Have we seen the dangerous precedent set by both the Electoral Commission and the Supreme Court for future public elections? How then can NPP cease bickering and move on in the stare of such ghastly electoral situation? We need to discuss it, inform the public about the impending dangerous situation and educate them on what to do or expect in future.

Any country that does neither remember its history nor revisit her past to be redirected cannot progress to expectation. Does the caller agree with Atuguba and Afari Gyan on their sycophantic dangerous views?

Finally, why should the Minority caucus in parliament sit around when the “stealer” NDC MPs do never vote exercising rationality but along unflinching loyalty to party lines? The NDC feel they are in majority; can easily outnumber the minority to pass any law at whim and therefore, do not care a hoot about the NPP MPs or anyone in Ghana except their kind.

The caller had wanted them to sit around but not voting to justify their salary for the day. By walking out, to him, means, they did not work for the day and hence the obligation to dock their salary by one day. Who cares?
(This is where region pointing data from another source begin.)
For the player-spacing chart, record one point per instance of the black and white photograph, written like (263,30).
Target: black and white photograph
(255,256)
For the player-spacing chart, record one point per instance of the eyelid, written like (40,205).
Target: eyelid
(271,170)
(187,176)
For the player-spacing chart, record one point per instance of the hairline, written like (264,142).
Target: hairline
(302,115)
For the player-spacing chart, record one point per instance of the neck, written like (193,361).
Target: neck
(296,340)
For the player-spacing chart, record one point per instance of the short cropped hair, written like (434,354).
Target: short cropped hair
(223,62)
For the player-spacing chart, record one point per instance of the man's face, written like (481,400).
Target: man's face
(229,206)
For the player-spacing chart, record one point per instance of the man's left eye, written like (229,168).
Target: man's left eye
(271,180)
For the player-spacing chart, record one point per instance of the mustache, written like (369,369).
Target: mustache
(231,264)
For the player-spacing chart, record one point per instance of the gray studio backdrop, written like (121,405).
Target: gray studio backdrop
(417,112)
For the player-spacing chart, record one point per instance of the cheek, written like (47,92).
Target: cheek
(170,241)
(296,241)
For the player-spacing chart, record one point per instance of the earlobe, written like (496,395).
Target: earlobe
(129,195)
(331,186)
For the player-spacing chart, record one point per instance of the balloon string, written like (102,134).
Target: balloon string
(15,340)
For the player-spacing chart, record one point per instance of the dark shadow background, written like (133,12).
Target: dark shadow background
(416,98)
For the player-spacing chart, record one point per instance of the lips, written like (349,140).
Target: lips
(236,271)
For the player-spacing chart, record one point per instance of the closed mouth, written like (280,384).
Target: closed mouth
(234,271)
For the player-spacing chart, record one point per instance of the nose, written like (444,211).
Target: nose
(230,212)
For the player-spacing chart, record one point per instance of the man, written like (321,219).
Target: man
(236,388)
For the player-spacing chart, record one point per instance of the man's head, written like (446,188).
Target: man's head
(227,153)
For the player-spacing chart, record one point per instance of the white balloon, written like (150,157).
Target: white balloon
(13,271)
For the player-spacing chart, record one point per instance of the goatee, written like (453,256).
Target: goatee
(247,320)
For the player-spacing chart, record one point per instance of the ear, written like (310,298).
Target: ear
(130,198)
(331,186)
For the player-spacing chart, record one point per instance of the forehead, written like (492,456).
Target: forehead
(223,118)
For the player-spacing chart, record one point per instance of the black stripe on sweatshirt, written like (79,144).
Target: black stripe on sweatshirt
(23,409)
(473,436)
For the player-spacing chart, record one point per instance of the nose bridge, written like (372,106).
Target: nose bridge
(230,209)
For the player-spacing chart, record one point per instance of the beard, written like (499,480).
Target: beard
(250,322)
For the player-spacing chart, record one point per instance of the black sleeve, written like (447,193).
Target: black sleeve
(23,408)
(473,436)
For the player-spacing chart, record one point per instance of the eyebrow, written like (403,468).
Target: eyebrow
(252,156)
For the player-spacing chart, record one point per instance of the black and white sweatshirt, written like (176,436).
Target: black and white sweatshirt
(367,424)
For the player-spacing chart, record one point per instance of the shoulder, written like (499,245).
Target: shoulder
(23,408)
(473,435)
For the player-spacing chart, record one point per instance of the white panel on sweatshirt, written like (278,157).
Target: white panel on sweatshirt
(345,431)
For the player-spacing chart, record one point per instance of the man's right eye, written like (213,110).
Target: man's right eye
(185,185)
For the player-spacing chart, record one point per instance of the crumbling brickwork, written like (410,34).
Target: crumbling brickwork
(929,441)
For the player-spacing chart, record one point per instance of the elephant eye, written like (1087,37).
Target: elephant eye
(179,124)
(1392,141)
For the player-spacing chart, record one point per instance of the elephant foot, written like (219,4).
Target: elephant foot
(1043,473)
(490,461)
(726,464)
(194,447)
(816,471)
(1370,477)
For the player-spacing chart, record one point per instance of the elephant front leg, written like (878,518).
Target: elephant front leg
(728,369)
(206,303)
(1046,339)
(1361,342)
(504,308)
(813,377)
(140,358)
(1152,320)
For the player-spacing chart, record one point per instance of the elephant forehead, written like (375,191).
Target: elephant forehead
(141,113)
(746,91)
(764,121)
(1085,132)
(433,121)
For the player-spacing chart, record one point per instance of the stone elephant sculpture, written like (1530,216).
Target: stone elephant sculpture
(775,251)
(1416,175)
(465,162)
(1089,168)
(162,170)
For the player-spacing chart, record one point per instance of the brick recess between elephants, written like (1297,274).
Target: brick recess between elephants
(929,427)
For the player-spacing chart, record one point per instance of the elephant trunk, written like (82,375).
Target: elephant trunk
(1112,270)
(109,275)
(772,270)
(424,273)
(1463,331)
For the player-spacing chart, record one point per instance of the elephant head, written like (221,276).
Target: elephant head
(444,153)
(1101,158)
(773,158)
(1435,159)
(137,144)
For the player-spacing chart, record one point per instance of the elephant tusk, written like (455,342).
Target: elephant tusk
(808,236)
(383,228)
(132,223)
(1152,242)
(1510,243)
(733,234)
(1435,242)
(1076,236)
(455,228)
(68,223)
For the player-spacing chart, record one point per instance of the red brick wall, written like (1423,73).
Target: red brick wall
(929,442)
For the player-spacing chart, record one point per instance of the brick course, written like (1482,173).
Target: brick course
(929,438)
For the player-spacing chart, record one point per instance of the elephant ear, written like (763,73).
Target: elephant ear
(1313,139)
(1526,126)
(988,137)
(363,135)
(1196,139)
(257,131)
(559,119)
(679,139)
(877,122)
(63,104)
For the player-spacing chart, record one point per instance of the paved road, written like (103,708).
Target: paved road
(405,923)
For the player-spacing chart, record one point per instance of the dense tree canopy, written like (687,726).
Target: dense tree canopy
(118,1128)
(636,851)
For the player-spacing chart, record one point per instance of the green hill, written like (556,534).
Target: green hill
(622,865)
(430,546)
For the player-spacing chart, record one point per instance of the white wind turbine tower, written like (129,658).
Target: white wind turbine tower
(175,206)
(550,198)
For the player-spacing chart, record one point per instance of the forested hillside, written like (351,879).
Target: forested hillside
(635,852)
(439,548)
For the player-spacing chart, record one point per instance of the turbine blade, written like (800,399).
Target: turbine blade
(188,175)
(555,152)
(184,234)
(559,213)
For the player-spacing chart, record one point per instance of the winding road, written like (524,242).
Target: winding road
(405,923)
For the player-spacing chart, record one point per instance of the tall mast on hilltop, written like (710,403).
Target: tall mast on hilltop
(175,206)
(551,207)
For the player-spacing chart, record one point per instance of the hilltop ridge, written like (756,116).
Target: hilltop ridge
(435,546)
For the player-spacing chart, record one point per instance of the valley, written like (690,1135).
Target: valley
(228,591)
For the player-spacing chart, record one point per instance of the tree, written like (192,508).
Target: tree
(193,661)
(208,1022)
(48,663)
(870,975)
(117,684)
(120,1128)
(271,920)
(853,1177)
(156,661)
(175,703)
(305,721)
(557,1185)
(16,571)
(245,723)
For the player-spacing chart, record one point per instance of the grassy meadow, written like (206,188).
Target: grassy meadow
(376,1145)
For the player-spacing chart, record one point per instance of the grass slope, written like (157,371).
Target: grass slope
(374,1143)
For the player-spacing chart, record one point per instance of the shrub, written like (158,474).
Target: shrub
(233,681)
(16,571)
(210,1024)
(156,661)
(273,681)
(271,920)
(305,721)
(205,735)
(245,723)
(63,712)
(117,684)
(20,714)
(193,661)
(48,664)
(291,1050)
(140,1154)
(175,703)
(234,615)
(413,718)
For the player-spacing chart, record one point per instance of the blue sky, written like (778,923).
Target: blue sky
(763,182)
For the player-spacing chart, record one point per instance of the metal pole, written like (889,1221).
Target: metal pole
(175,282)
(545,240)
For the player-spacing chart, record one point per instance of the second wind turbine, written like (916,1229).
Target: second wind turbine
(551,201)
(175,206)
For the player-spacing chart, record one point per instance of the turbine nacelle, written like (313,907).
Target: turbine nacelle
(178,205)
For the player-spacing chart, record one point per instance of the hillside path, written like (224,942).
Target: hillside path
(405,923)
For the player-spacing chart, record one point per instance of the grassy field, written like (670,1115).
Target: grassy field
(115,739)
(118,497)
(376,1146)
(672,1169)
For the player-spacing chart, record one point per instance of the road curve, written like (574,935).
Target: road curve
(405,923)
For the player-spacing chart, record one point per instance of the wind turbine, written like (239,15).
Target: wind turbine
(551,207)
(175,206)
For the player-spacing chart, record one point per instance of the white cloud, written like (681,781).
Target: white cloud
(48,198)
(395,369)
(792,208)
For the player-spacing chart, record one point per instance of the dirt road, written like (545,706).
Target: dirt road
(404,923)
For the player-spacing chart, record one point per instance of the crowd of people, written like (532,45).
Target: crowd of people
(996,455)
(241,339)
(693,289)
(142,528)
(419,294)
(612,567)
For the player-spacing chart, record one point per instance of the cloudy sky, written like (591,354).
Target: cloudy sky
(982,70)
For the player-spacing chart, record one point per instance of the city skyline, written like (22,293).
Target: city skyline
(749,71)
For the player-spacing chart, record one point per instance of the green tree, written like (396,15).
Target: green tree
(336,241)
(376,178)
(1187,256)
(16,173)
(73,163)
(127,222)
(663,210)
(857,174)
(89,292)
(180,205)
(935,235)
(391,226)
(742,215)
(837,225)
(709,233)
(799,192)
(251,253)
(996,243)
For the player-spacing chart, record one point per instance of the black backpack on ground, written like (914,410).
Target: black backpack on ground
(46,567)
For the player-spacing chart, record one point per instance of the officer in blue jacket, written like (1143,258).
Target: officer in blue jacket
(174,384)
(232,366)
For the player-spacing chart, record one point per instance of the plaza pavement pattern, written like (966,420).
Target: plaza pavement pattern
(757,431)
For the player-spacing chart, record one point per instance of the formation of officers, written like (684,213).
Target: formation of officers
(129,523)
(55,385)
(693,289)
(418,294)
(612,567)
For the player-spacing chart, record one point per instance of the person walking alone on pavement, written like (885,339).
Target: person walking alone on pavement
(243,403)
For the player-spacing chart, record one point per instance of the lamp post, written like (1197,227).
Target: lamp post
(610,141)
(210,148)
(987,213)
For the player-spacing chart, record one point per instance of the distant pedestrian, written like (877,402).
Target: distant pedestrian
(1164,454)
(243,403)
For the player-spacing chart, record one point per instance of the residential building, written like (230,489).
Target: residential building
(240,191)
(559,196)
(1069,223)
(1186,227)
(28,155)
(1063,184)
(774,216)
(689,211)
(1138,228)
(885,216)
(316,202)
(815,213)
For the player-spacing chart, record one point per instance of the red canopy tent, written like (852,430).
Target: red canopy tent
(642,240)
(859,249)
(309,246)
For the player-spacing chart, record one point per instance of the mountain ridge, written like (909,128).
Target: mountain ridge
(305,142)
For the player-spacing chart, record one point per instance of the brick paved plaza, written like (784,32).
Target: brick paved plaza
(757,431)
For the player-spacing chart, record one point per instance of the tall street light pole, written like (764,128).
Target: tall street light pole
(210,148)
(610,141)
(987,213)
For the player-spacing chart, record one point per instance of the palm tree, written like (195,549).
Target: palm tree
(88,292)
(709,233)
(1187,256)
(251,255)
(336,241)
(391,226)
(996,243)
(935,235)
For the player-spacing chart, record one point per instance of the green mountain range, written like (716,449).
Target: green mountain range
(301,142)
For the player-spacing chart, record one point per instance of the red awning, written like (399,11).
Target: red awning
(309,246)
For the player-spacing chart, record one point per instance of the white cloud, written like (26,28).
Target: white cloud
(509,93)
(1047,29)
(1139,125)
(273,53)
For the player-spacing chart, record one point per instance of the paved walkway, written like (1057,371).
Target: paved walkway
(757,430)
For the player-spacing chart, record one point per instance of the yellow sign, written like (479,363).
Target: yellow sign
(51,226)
How would the ordinary Ghanaian know the NPP were against the increment of the VAT which was not brought on to the floor for discussion but only brought to vote on in haste?

Would Ghanaians please refer to my publication on Modernghana and SpyGhana under their Feature Article of 3 September 2013, titled, “The Repercussions of the Supreme Court Verdict”, to be aware of the dangers ahead of Ghana in future public elections?

The NPP cannot stop bickering until the NDC have stopped their corruption, thievery and disrespect for Ghanaians, that caller had better take note.

I dedicate this publication to all intelligent Ghanaians who have the love of Ghana at heart.